Pulang Kampung
Ini semacam tradisi. Tradisi yang kebetulan, sedang saya amati
polanya dan saya coba bukukan sebelum usia merebut memori dan kesibukan merebut intuisi ini.
Bahwa setiap orang pasti punya tradisi dalam hidupnya. Rutinitas selama ia bekerja.
Kebiasaan dalam menghabiskan weekend. Ritual yang dilakukan ketika
liburan. Segala hal yang mereka ketahui berpola selama hidupnya.
Untuk ini, bagianku menceritakan tradisi di keluarga kami.
**
Saya pulang.
Bukan ke kota halaman. Tapi ke kampung halaman. Letaknya di Kecamatan Ceper, Klaten, Jawa Tengah yang terletak
di antara dua
kota besar Solo dan Yogyakarta. Sebuah kecamatan yang terkenal sebagai produsen cor besi.
itu loh, yang bantu memproduksi deal part dari Mercedes Benz. Knalpotnya.
Ada tradisi yang
coba dibangun tiap kali kami pulang
kampung. Bahwa sesampainya di rumah, orang pertama yang
akan dicari adalah mereka yang
menjadi tanggung jawab moril terbesarmu. Ketika menjadi musyrifah, maka santri
menjadi orang pertama yang disapa –sesibuk apapun engkau. Ketika menjadi
seorang anak, orang tua menjadi sosok pertama yang engkau salami.
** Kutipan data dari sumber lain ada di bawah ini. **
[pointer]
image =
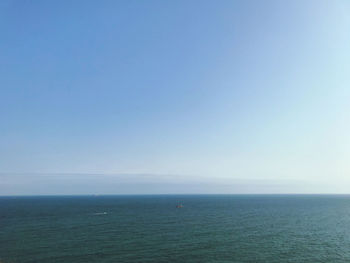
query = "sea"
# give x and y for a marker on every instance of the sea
(150, 228)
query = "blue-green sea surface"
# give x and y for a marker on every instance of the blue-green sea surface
(208, 228)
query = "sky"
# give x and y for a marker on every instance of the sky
(145, 97)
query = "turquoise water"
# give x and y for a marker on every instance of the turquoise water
(209, 228)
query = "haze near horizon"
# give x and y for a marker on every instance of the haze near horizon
(156, 97)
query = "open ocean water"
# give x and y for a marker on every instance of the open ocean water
(208, 228)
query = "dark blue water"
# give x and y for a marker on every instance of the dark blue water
(209, 228)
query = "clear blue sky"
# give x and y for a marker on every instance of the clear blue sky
(174, 96)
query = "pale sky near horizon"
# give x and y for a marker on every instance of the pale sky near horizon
(188, 93)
Dalam hal ini, saya melihat orang tua saya bergegas mencari mbah
untuk sungkem dan menyapa mbah kakung yang rutinitasnya antara
kasur dan kamar mandi. Memijat beliau ketika pegal. Me-ngipasi beliau ketika
kegerahan. Mengantar ke kamar mandi ketika ada kebutuhan. Sesaat saya iri
melihatnya. Di saat yang lain saya sadar. Akan ada masa dimana saya yang
menggantikan posisi mereka, sambil membayangkan sosok kedua orang tua yang kian
menua.
Ada tradisi yang coba dibangun. Ketika pagi hari hanya ada engkau dan
ayahmu. Berjalan bersama di pagi buta. Saat lazuardi biru membentang dan
serabut cahaya orange ketika matahari perlahan beranjak dari horizon. Ketika
udara perkampungan masih sesejuk kenyamanan yang tidak bisa didapatkan di iklim
hijau taman buatan terbaik manapun di kota-kota besar. Saat ibu-ibu masih
mengayuhkan sepeda bergegas ke pasar menjejalkan jualannya. Ada juga yang pergi
ke majelis ta’lim –yang saya tidak tahu dimana.
Saat itulah hanya ada ruang antaramu dan ayahmu untuk saling bercerita.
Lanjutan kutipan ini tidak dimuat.